Sur l’île de Madère, le printemps est éternel. Au large des côtes marocaines, loin de l’agitation du continent, la vie est bien calme. A Funchal, la principale ville de l’archipel, «le plus important, c’est de prendre son temps», résume Nathalie, bloggeuse voyage.

L’histoire de Funchal est relativement récente. «Madère a été découverte en 1418 par deux écuyers de Manuel 1er, raconte Jean-Philippe Follet, spécialiste de Madère pour les guides Hachette. Le roi a tout de suite compris que l’archipel serait un endroit stratégique.»

Petite cité de 76km², Funchal est adossée à la montagne et baigne dans l’océan Atlantique. «Quand on survole la ville en téléphérique, à 550 m au-dessus de l’eau, on se dit que les écuyers du roi ont bien fait de choisir ce site!», poursuit Jean-Philippe Follet.

Une ode à la nature

Malgré ses 600 ans d’existence seulement, Funchal possède un quartier historique.

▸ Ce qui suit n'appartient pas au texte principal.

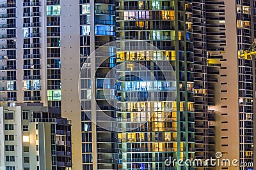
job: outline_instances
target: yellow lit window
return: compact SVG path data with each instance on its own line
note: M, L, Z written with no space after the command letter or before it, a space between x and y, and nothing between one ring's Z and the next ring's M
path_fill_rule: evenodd
M174 20L174 11L162 11L162 17L163 20Z
M241 20L237 20L236 26L237 27L237 28L243 27L243 22Z

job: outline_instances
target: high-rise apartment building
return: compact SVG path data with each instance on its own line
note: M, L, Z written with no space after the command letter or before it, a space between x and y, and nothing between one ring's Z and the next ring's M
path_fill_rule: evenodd
M225 51L225 18L223 1L193 1L195 71L195 157L215 157L216 91L220 61ZM210 168L204 166L197 169ZM212 168L215 168L212 167Z
M227 169L253 169L255 57L239 57L237 52L249 49L255 41L255 1L225 4L227 46L221 60L220 90L212 107L218 127L216 151L222 153L223 159L237 159L241 165Z
M61 108L74 169L193 169L164 161L216 152L252 162L256 64L237 56L255 6L1 0L0 106Z
M60 108L60 1L1 2L1 103Z
M0 107L1 169L72 169L70 122L42 106Z
M63 117L74 125L74 139L81 141L78 4L6 0L0 8L0 106L42 103L61 108L62 104ZM75 145L74 153L80 152L81 143ZM76 154L73 164L81 162L81 154Z
M117 2L122 168L189 169L164 161L195 156L191 1Z

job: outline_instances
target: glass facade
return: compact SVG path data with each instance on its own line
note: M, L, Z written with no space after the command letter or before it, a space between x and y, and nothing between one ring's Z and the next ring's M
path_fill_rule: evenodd
M117 1L122 168L192 169L164 164L170 157L187 159L195 154L192 20L184 8L191 3ZM164 76L170 68L166 63L175 71L175 79ZM176 99L168 97L172 91Z

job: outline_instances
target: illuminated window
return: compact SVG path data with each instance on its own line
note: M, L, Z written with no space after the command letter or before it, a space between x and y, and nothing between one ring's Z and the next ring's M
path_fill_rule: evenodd
M7 90L12 91L14 90L15 87L15 82L14 81L7 81Z
M250 7L249 6L243 6L243 12L244 13L250 13Z
M152 1L152 10L160 10L160 1Z
M236 10L237 12L241 12L241 6L236 6Z
M23 141L23 142L29 142L29 136L23 136L22 141Z
M243 22L243 27L244 28L250 28L250 22L249 21L244 21Z
M241 28L243 27L243 22L241 20L237 20L236 25L237 28Z
M124 13L125 20L149 19L149 11L125 11Z
M81 35L82 36L88 36L90 34L91 29L90 25L83 25L81 26Z
M60 15L60 5L52 5L47 6L47 15L51 16Z
M61 90L54 90L47 91L48 101L61 101Z
M29 37L29 30L30 29L29 28L23 28L23 38Z
M162 11L163 20L174 20L174 11Z
M82 5L82 14L90 13L90 4Z

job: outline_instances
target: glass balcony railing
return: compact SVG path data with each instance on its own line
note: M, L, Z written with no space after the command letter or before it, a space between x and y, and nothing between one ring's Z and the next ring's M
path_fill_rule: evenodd
M23 6L40 6L40 2L29 2L24 3Z
M60 16L60 11L47 11L47 16Z

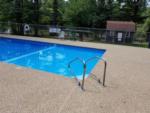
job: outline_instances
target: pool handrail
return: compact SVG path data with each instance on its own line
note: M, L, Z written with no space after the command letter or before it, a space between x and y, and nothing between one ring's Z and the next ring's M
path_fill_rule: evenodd
M89 59L87 59L87 60L85 61L85 62L86 62L86 65L87 65L88 62L93 61L93 60L95 60L95 59L101 59L101 61L104 62L103 86L105 86L107 61L106 61L104 58L102 58L102 57L94 56L94 57L91 57L91 58L89 58ZM98 82L100 83L100 79L98 80Z
M99 56L94 56L94 57L91 57L89 59L87 59L86 61L82 60L81 58L79 57L76 57L75 59L71 60L69 63L68 63L68 68L70 69L71 68L71 64L74 63L75 61L80 61L82 64L83 64L83 79L82 79L82 85L81 85L81 89L84 90L84 81L85 81L85 75L86 75L86 68L87 68L87 63L90 62L90 61L93 61L95 59L101 59L101 61L104 62L104 73L103 73L103 86L105 86L105 79L106 79L106 69L107 69L107 61ZM98 82L100 83L100 79L98 80ZM80 83L79 83L80 84Z

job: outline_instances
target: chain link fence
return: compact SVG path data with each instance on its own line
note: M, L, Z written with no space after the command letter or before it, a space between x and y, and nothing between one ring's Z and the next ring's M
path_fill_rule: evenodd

Santa Maria Maior, les vieilles ruelles pavées bordées de façades anciennes ramènent les touristes en plein XVe siècle. L’église Sainte-Marie Majeure, réalisation baroque, est un témoin du XVIIIe siècle.

La plus vieille rue de la ville, Santa Maria, «est une véritable œuvre d'art à elle seule, insiste Sandrine, bloggeuse sur ReverDailleurs. Chaque porte est joliment peinte par un artiste, ce qui en fait une galerie à ciel ouvert.»

Une des attractions principales de la ville est son jardin botanique. Il faut dire que l’île entière est une ode à la nature. Implanté à flanc de colline, «ce site est vraiment exceptionnel», se réjouit Jean-Philippe Follet. Sur plus de 3 hectares, les visiteurs se vont et viennent au milieu de 2 000 plantes exotiques. «Ici, on trouve des griffes de sorcières, des hibiscus ou encore des orchidées», liste Sandrine.

Parmi les nombreux parcs de Funchal, les touristes peuvent aussi flâner dans le jardin municipal de Monte, le plus visité de la capitale.

Un marché comme une palette de couleur

Pour redescendre vers le centre de Funchal, les visiteurs empruntent des «carreteras», des paniers en osier poussés par deux hommes en costume traditionnel. Dernière escale, le marché des laboureurs. «Il faut absolument y aller pour son festival de couleurs et de saveurs», conseille Jean-Philippe Follet. Poissons, fleurs, fruits et légumes: les passants flânent au milieu des dizaines d’étals tenus par des Madérois.

En soirée, rendez-vous en centre-ville sur l’une des nombreuses terrasses de l’avenue Arriaga. Une occasion de profiter de l’air marin installé sous des jacarandas, fleuris bien évidemment.